Ob Textdateien, Datenbanken oder auch Mengen von Bildern: Mit einer selbstlernenden Software will ExB Labs Unternehmen dabei helfen, Massen an unsortierten Daten zu durchsuchen und auf wichtige Informationen hin zu filtern. Das bereits 2000 gegründete Tech-Unternehmen erhält nun einer Finanzierungsrunde jetzt 9,5 Millionen Euro Risikokapital. Mit der Beteiligung wird das Start-up mit einer zweistelligen Millionensumme bewertet, wie das Handelsblatt (€) schreibt.

Angeführt wird die aktuelle Finanzierungsrunde von Alstin Capital – hinter dem Münchener Risikokapitalgeber steht Gründer und „Höhle-der-Löwen“-Investor Carsten Maschmeyer.
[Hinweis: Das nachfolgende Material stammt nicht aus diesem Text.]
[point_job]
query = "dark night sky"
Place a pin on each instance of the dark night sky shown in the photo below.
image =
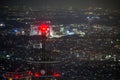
(79, 4)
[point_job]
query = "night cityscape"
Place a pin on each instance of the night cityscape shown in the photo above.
(59, 40)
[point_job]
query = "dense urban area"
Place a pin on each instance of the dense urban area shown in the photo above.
(85, 42)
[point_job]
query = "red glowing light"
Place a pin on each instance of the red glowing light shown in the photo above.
(36, 74)
(57, 75)
(43, 28)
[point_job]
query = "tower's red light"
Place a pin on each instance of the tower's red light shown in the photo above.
(56, 75)
(43, 28)
(36, 74)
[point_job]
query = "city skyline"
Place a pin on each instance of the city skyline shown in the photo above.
(77, 4)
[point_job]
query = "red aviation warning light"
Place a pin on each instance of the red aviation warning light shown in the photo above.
(44, 29)
(56, 75)
(36, 74)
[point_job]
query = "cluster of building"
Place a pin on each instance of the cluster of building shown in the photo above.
(86, 42)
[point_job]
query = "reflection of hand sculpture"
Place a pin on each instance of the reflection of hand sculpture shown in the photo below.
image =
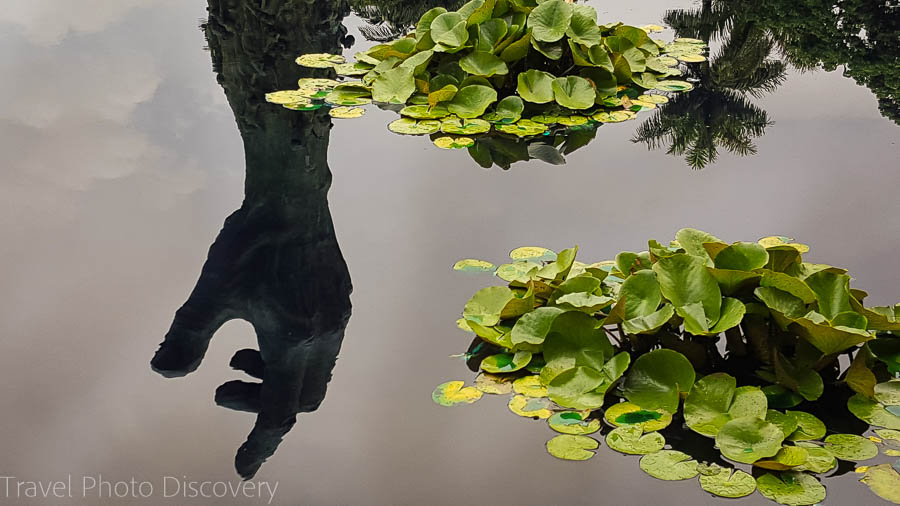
(276, 263)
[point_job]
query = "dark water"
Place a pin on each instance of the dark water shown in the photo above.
(123, 160)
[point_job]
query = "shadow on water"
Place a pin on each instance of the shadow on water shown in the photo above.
(276, 262)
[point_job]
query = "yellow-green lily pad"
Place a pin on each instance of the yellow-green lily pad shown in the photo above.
(572, 447)
(452, 393)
Daneben beteiligt sich der staatliche Wachstumsfonds Bayern, der von Bayern Kapital verwaltet wird. Der Wirtschaftsminister des Freistaates, Franz-Josef Pschierer, begrüßt das Engagement in das Künstliche-Intelligenz-Start-up ExB als Investiton in eine der „Schlüsseltechnologien der Zukunft“.

Nach eigenen Angaben soll die jetzt abgeschlossene Finanzierung ExB dabei helfen, die Technologie besser zu vermarkten. Die Leistungsfähigkeit habe die KI bereits in unterschiedlichsten Anwendungen unter Beweis gestellt, so Gründer Ramin Assadollahi, nun gehe es darum sie „einer Vielzahl von Unternehmen als skalierbare Produkte im Lizenzmodell anzubieten.“

Software für selbefahrende Autos

Im Fokus stehen insbesondere zwei Branchen, in denen ExB punkten will: Zum einen bei Banken und Versicherungen, die aus Kundendaten und Marktinformationen dank selbstlernender Software genauere Produkte für Nutzer berechnen, die Betreuung verbessern oder Risiken individueller klassifizieren könnte.
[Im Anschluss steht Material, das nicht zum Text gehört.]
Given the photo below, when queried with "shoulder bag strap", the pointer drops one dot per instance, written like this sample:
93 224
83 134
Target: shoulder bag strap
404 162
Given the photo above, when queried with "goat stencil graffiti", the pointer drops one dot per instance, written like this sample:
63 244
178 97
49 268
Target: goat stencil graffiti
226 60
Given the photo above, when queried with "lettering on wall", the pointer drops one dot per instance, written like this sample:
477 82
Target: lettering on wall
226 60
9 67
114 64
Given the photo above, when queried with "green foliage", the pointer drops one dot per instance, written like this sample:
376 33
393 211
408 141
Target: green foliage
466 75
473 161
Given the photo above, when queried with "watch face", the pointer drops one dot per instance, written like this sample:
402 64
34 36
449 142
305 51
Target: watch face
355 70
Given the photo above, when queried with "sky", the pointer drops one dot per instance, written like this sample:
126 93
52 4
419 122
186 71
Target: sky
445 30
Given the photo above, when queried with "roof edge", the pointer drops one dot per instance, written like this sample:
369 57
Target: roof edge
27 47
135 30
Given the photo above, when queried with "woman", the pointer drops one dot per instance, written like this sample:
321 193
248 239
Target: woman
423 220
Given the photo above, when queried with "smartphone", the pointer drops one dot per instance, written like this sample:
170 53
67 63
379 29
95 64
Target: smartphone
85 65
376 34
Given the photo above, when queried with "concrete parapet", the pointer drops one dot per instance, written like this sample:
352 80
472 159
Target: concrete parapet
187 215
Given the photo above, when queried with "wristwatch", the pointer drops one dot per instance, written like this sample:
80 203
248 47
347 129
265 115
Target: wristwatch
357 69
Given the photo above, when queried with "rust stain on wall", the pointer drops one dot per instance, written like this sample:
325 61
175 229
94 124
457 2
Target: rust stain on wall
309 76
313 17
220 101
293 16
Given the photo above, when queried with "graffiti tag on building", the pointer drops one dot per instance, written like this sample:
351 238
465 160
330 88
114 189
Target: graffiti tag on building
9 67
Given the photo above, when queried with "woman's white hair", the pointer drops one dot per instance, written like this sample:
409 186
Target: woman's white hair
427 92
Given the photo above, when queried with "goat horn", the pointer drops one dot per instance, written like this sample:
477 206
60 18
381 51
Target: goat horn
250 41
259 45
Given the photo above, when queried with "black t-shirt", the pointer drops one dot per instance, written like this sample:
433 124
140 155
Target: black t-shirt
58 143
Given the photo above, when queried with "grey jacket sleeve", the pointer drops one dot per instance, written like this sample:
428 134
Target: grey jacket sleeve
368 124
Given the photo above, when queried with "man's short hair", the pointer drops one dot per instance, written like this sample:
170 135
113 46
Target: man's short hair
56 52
Zum anderen ruhen die Hoffnungen auf der Automobilbranche. Hier hängt der Erfolg von selbstfahrenden Autos auch von der Software ab, die visuelle Informationen wie Verkehrsschilder erkennen und einordnen kann. Mit ähnlichen Herausforderungen beschäftigt sich auch Start-ups wie Terraloupe, die mit Künstlicher Intelligenz Kartenmaterial aufbereiten, oder Understand.ai, die Daten für die Autoindustrie bereitstellen.

Dass es gelingen kann, einen entscheidenden Beitrag in einer Branche zu liefern, hat Gründer Ramin Assadollahi bereits bewiesen: 2010 kaufte ihm Nokia die Patente für eine Software ab, die die passenden Worte beim Tippen auf dem Handy vorschlug, wie das Handelsblatt (€) kürzlich in einem ausführlichen Porträt berichtete.